Que faire de ce pot ? Bouillir de l’eau, y cuire du riz. Y faire dorer des morceaux de poulet dans de l’huile d’olive puis napper le tout de lait de coco avant d’ajouter des quartiers d’ananas et quelques feuilles d’orties, y improviser un chili con carne ou, pour les feignants, y vider une boite de conserve pleine d’additifs. Bref, vous pourrez y cuisiner tout ce qui vous plaît. L’ensemble, en acier inox est facile à nettoyer, relativement léger et robuste. Notre utilisation préférée ? Y préparer le café matinal. Non, pas du café du soluble ignoble, du VRAI café Bushcraft. La recette est à retrouver par ici : Comment préparer du (bon) café sur le terrain.

V – Un filtre à eau pour s’alléger

Quelle plaie ! Alors que je traversais les Highlands, il advenait par endroit que je ne sois pas en mesure de remplir mes gourdes. À Madère par contre, il suffisait d’immerger le récipient dans un cours d’eau vif, d’y ajouter une pastille de purification et d’atteindre quelques dizaines de minutes pour étancher notre soif.
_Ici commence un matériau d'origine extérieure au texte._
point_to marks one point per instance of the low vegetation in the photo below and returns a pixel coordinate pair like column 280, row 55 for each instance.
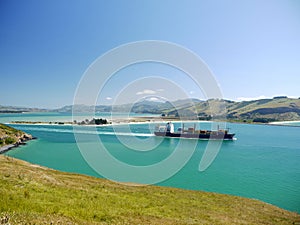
column 31, row 194
column 9, row 135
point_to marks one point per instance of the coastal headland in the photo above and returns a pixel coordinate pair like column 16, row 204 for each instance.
column 11, row 138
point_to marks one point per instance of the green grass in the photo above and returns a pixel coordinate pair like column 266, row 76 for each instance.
column 8, row 135
column 32, row 194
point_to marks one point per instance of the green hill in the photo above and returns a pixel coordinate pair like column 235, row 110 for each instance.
column 31, row 194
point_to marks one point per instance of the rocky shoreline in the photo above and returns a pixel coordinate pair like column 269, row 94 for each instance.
column 20, row 139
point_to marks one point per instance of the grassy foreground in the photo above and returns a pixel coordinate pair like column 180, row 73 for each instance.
column 31, row 194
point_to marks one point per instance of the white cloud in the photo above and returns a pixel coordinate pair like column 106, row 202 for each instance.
column 252, row 98
column 146, row 92
column 153, row 99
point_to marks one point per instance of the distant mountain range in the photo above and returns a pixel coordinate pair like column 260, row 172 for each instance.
column 262, row 110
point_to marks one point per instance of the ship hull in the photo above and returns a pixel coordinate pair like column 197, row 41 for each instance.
column 215, row 135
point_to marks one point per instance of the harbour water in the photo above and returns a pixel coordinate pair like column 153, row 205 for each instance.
column 263, row 163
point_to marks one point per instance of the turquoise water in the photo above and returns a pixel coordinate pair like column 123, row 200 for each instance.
column 263, row 163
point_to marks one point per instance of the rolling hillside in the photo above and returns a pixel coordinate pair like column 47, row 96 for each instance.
column 262, row 110
column 31, row 194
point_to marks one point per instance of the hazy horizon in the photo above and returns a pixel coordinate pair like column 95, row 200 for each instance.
column 251, row 47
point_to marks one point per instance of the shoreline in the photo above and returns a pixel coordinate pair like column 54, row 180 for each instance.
column 6, row 148
column 148, row 120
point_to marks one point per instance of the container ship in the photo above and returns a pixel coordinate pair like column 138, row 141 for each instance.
column 168, row 131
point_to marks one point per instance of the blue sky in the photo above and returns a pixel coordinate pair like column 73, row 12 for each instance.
column 252, row 47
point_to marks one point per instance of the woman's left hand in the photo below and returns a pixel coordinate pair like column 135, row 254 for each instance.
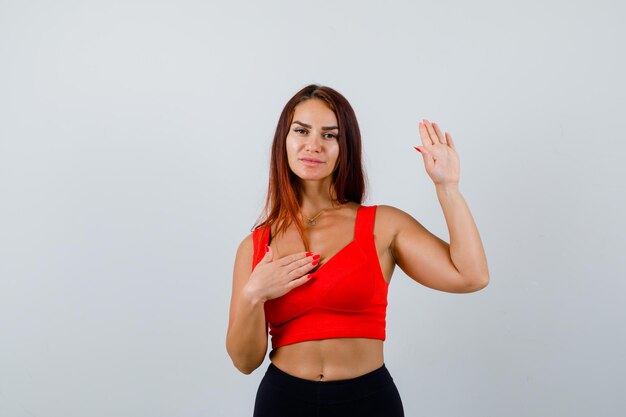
column 440, row 156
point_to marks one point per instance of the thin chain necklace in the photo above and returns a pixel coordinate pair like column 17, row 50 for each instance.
column 312, row 221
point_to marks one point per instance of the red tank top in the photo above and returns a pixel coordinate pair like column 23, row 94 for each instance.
column 347, row 297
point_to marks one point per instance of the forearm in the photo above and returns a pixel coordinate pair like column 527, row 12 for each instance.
column 246, row 341
column 466, row 248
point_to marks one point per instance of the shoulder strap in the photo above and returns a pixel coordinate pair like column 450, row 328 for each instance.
column 260, row 238
column 364, row 228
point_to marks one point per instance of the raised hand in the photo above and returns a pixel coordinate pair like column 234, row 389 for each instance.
column 441, row 159
column 272, row 279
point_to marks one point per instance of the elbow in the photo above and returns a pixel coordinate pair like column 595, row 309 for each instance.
column 479, row 282
column 244, row 363
column 475, row 283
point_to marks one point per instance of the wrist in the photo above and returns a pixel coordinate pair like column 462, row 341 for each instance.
column 447, row 188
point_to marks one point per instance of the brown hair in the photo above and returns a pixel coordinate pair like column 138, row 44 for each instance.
column 284, row 194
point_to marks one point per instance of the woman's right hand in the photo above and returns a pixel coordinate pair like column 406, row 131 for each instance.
column 274, row 278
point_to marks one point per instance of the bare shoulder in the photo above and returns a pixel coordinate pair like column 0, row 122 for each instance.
column 245, row 251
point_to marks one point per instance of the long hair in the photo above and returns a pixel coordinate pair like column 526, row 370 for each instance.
column 284, row 193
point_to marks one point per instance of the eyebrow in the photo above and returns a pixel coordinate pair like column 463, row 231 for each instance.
column 309, row 126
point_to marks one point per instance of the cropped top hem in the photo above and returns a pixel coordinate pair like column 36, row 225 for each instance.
column 340, row 333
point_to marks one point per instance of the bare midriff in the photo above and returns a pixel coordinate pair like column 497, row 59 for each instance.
column 329, row 359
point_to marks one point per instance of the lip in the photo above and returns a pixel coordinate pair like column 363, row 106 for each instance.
column 311, row 161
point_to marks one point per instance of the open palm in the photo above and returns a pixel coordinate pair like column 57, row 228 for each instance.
column 441, row 159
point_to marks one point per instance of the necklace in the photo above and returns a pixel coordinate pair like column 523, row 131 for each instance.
column 312, row 221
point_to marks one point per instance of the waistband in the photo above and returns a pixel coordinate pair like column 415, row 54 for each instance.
column 329, row 392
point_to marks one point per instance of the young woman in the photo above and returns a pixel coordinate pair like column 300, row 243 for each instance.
column 316, row 268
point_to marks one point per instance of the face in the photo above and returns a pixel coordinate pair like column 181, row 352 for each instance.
column 312, row 142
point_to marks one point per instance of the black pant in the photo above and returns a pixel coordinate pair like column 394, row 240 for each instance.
column 371, row 395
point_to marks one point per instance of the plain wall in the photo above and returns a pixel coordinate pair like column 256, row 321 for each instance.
column 134, row 147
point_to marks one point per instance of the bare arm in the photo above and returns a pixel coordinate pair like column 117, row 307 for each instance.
column 460, row 266
column 246, row 340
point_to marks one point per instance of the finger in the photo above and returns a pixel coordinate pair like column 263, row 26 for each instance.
column 440, row 135
column 431, row 131
column 286, row 260
column 429, row 160
column 426, row 140
column 450, row 141
column 301, row 270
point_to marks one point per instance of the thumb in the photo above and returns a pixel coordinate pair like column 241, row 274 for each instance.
column 428, row 157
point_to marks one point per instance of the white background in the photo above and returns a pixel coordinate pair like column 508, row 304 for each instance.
column 134, row 147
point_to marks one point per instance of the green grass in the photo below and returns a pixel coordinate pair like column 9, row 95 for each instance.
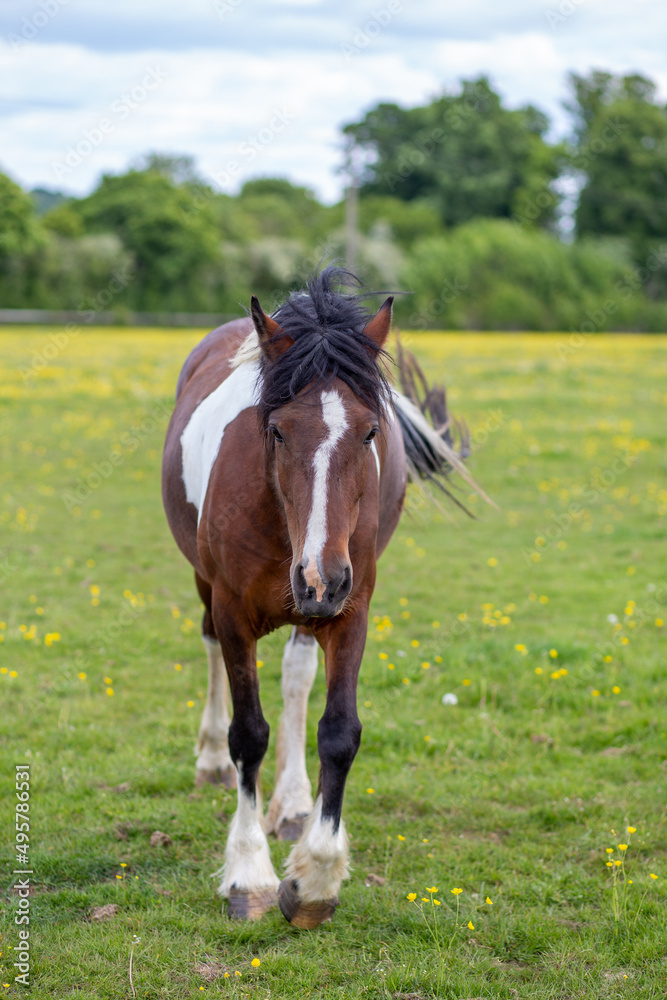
column 512, row 794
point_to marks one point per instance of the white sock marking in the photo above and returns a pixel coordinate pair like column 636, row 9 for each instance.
column 319, row 861
column 333, row 414
column 247, row 858
column 292, row 795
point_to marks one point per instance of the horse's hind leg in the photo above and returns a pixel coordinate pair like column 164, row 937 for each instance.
column 292, row 799
column 214, row 764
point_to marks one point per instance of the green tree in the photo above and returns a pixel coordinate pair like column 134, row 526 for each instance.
column 171, row 235
column 20, row 239
column 620, row 150
column 464, row 153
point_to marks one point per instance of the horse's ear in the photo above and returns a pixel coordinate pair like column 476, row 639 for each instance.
column 378, row 328
column 272, row 341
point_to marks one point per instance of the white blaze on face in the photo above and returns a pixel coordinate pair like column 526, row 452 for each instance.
column 333, row 415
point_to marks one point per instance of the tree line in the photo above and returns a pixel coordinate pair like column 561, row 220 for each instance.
column 463, row 207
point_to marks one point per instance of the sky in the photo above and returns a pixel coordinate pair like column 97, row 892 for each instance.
column 259, row 88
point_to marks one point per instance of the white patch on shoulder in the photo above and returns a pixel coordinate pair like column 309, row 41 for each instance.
column 201, row 439
column 248, row 351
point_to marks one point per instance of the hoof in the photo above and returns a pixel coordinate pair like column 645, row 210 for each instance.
column 244, row 904
column 306, row 916
column 217, row 776
column 291, row 829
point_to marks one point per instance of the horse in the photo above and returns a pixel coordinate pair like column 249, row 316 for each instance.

Heureusement que les itinéraires de randonnée sont balisés par des supérettes vous vendant des bouteilles d’eau à prix d’or. Ces mêmes bouteilles qu’il faudra charrier dans votre sac à dos, alourdissant encore chacun de vos pas meurtris par des journées de marche active.

L’idée est de partir avec des gourdes vides, même pour un simple bivouac, et de les remplir avec de l’eau récoltée sur le terrain qui sera purifiée par divers moyens. Voici la méthode que j’affectionne en sortie, histoire de prendre le temps.

Le Brown Filter Bag

Inspiré du Millbank Bag de l’armée Britannique (aujourd’hui quasi-introuvable), le Brown Filter Bag apparaît comme un accessoire ridiculement simple. Et pourtant. Ne pesant que quelques grammes, facile à transporter (en le roulant sur lui-même) et à utiliser, il permettra de rendre toute eau limpide.
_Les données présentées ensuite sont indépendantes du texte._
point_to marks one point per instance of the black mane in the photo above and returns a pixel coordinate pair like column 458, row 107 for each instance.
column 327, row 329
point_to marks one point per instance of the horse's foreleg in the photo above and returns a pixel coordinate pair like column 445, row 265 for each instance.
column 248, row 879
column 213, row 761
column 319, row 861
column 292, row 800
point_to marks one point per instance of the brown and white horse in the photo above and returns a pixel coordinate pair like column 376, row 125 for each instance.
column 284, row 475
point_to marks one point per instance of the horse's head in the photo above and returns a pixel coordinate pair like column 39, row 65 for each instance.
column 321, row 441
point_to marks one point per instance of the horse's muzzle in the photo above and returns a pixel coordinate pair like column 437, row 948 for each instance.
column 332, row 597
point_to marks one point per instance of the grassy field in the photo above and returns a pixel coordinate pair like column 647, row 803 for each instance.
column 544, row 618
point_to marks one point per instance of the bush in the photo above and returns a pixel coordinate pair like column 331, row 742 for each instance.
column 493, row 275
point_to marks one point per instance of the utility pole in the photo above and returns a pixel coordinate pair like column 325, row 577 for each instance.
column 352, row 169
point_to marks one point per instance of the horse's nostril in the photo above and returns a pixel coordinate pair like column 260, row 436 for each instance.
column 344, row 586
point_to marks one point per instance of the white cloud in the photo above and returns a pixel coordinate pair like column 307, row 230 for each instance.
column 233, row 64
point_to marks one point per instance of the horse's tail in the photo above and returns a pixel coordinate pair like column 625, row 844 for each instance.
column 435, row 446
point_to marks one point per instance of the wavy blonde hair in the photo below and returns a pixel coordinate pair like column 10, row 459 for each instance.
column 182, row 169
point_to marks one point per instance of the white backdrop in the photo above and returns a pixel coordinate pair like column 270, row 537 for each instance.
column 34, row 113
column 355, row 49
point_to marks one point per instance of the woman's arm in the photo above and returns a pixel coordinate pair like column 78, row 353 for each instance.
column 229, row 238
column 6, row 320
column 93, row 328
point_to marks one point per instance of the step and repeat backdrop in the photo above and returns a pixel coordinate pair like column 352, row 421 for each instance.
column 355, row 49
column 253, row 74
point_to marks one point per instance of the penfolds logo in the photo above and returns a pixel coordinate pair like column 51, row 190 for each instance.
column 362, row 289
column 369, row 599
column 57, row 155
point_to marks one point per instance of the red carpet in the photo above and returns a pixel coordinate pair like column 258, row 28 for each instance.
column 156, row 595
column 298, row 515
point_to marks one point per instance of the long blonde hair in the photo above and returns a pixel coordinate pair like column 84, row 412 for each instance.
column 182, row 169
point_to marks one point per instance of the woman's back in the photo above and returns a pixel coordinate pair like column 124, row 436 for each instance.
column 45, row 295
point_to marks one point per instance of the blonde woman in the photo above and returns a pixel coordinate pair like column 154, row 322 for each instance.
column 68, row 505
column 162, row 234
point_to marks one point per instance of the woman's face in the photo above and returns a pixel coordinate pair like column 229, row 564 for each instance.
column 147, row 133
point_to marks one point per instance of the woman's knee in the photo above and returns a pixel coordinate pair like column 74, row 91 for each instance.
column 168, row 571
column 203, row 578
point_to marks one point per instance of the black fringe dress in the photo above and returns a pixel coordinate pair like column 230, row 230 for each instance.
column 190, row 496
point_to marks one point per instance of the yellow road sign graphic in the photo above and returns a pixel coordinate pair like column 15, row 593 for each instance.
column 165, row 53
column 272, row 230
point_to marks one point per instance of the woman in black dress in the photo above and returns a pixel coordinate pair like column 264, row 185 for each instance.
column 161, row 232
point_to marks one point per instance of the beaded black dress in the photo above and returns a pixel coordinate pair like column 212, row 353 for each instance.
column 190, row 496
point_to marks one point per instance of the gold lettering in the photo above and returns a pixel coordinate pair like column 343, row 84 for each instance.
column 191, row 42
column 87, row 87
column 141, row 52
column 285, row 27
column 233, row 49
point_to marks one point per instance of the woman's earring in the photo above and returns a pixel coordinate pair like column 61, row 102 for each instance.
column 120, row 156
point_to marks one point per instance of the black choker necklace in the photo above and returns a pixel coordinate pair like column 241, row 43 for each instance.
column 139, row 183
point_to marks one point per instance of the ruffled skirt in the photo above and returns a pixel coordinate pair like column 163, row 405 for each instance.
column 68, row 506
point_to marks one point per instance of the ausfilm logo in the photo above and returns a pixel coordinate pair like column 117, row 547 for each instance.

Suite à la filtration, il suffira de faire bouillir l’eau durant au moins une minute. Facile lorsque l’on prépare déjà le repas… Le Brown Filter Bag nous permet ainsi de partir léger et de récolter l’eau in situ, de la traiter au camp selon nos besoins.

Le Brown Filter Bag a le mérite d’être robuste, réutilisable, simple d’utilisation pour clarifier une eau. ©Alban Cambe

Certains (nombreux!) esprits chagrins me font la réflexion suivante : « Oui mais si on la fait bouillir, l’eau, bah elle est chaude ! Berk ! »

Si vous voulez remplir vos gourdes d’eau fraîche, vous avez bien cinq minutes pour patienter, non ? Le cerveau est parfois utile en Bushcraft…

Pour un article détaillé sur le Brown Filter Bag, cliquez ici.

Pour vous procurer un Brown Filter Bag, tournez-vous vers les sites materiel-survie.fr ou pyrene-bushcraft.com

Attention au choix de la méthode

J’ai pu tester et/ou assister à la récolte d’eau par divers moyens. Méfiance, certains filtres ne proposent que de se débarrasser des bactéries et des protozoaires (voir mon article sur la purification de l’eau). Ils se placent alors comme un moyen redondant (et non complémentaire) face à la plupart des pastilles de purification d’eau ou face aux gourdes filtrantes dernier cri. Soyez vigilants à l’achat sur ce qui est réellement éliminé de l’eau récoltée et adaptez votre seconde méthode de purification en fonction.

Malgré son côté pratique et immédiat, ce filtre MSR Trailshot (filtre les bactéries et protozoaires) fait moins bien qu’une simple pastille de Micropur Forte (élimine virus, bactéries et certains protozoaires). ©Alban Cambe


Conclusion

Vous l’aurez compris, ces quelques objets hétéroclites m’ont apporté confort, sécurité, simplicité et résilience sur le terrain. Grâce à eux, j’ai pu randonner plus longtemps, sortir plus souvent, investiguer les ressources naturelles des milieux traversés, préparer de meilleurs repas mais avant toute chose, ils m’ont permis de mieux profiter de mes randonnées et bivouacs. Enfin, pour me répéter, le « matériel bushcraft » n’existe pas. Il y a le matériel d’un côté, le bushcraft de l’autre.